LISBON (Reuters) – International police company Interpol confirmed on Wednesday it had issued a crimson discover for Angolan billionaire Isabel dos Santos, daughter of the nation’s former president, asking international regulation enforcement authorities to find and provisionally arrest her.

Dos Santos, who has repeatedly denied wrongdoing, has confronted corruption accusations for years, together with allegations by Angola in 2020 that she and her husband had steered $1 billion in state funds to corporations wherein they held stakes throughout her father’s presidency, together with from oil large Sonangol.

Portugal’s Lusa information company reported on Nov. 18 that Interpol had issued a global arrest warrant for dos Santos. However Interpol instructed Reuters it had issued a crimson discover as an alternative on the request of Angolan authorities.

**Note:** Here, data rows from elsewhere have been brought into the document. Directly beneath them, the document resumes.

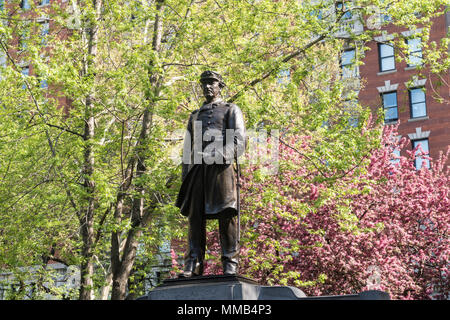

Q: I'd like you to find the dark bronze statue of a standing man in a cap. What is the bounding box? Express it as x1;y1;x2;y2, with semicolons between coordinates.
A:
176;71;245;277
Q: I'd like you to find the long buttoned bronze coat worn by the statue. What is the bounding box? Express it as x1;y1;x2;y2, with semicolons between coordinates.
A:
176;101;245;218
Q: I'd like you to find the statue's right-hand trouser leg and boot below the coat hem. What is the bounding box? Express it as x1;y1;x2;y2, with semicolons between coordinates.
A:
219;212;239;275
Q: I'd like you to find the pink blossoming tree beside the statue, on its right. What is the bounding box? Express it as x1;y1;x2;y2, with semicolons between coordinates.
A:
200;127;450;299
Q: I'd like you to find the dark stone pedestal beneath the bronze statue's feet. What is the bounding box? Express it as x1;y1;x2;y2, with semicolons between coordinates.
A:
139;275;390;300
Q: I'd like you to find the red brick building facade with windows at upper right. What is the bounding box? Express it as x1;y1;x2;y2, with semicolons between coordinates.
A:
359;13;450;167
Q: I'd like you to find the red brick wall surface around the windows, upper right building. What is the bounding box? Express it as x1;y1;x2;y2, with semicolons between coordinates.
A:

It defined {that a} crimson discover was “not a global arrest warrant” however a “request to regulation enforcement worldwide to find and provisionally arrest an individual pending extradition, give up, or comparable authorized motion”.

A supply near dos Santos mentioned on Nov. 19 that she had but to be notified by Interpol. A spokesperson for dos Santos didn’t instantly reply to a Reuters request for remark.

In line with Lusa, an official doc associated to the request made to Interpol mentions that dos Santos is usually in Portugal, Britain and the United Arab Emirates.

The identical doc cited by Lusa mentioned dos Santos, 49, was wished for numerous crimes, together with alleged embezzlement, fraud, affect peddling and cash laundering.

Dos Santos has given interviews lately, telling CNN Portugal on Tuesday the courts in Angola weren’t impartial” and judges there have been “used to fulfil a political agenda”.